Газели Калима, как, впрочем, и вся лирика индийского стиля, проникнуты пафосом страдания, которое воспринимается как необходимое состояние души мистика, ищущего совершенства в любви к Богу среди несовершенств бренного мира. Один из ярчайших образцов этой лирики страдания – газель с радифом «клеймо», «ожог» (даг):
В страданиях по тебе весь я – ожог на ожоге.
Но каждый миг я процарапываю ногтем кольцо на двери
ожога.
Присел у моего изголовья с сердцем, полным сострадания,
Товарищ в ночь горестей, подобно корпии на ране ожога.
Пластырь был так разукрашен ранами от твоих кокетливых
взглядов,
Что до Судного дня ему не подняться с ложа ожога.
Сгоревшая звезда, как и я, обделена любовью,
Ибо моя несчастливая звезда – звезда ожога.
Когда ты появляешься во всем своем блеске, чтобы отвратить
беду,
Мое сердце сжигает руту пузырей на углях ожога.
В глубине груди тоска по ней устраивает празднество,
Бутыль сердца, полного крови, – оправдание чаши ожога.
Сгоревшему Калиму выпала доля, чтобы его подняли
С постели лихорадки, подобной черной корке на поверхности
ожога.
(Перевод Н.И. Пригариной)
В этом стихотворении все содержательные и формально-стилистические черты индийского стиля предстают в наивысшей степени концентрации.
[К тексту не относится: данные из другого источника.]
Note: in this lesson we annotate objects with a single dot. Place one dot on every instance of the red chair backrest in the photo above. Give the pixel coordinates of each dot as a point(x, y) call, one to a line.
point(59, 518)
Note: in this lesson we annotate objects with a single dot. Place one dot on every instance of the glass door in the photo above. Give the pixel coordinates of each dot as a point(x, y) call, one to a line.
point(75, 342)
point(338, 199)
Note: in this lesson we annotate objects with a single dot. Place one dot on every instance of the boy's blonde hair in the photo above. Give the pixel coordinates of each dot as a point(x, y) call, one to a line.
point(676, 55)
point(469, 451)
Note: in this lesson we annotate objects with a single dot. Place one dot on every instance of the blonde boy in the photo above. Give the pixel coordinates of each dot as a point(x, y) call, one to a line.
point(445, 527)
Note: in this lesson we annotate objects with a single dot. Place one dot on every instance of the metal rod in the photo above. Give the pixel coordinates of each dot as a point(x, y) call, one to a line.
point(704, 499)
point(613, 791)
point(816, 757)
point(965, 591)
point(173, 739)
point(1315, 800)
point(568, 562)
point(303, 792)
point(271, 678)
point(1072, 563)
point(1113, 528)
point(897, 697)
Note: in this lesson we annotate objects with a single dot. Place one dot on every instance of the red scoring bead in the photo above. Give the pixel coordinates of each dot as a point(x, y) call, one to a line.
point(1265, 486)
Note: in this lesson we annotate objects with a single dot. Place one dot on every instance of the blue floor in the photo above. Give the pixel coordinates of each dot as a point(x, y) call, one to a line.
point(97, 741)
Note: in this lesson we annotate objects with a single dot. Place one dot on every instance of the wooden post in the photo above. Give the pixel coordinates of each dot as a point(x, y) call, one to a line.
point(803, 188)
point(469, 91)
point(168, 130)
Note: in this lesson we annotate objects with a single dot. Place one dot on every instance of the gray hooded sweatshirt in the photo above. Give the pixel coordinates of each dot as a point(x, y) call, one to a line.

Эстетика страдания рождает целый ряд визуальных образов, связанных с физической болью: желание сковырнуть болячку (процарапать ногтем кольцо на двери ожога) знаменует стремление влюбленного привлечь к себе внимание возлюбленной, достучаться до нее, и одновременно желание растравить рану, усугубить собственные страдания; волдырь или пузырь от ожога по форме сравнивается с зернышками руты, которую сжигают от дурного глаза; волдырь ожога представляется чашей, в которую льется вино-кровь из бутыли сердца. Пластырь становится одушевленным персонажем, который, как влюбленный, ранен кокетливым взглядом красавицы; тоска, еще один персонифицированный образ, устраивает пиршество. Именно такая техника письма может быть охарактеризована термином «плетение фантазий» (хийалбафи).
Следует отметить, что в лирике Калима, в отличие от других поэтов, приверженцев нового стиля, практически отсутствует «низкая» лексика. В его авторской манере черты индийского стиля проявляются в первую очередь в прихотливых извивах метафор и сравнений, в том свойстве стиха, которое отражалось в понятиях «изощренного» (пичида) и «необычного, странного» (бигана). Также характерна для его индивидуально-авторской манеры осознанная установка на визуализацию как способ трансформации традиционного мотива. Вот, к примеру, газель, посвященная восхвалению Кашмира:
Райский ветерок – побирушка-нищий в пределах Кашмира,
Само цветение – лишь простая роза с шипами в весеннем
Кашмире.
Губы пиалы обметало лихорадкой от зависти,
Ибо наслаждение передано в распоряжение берега ручьев
в Кашмире.
Хотя стан кипариса – предмет вожделений,
Поводья разума в руках чинары Кашмира.
Оттого под ватой туч совсем затерялось небо,
Что сверху донизу оно покрыто ранами любви к Кашмиру.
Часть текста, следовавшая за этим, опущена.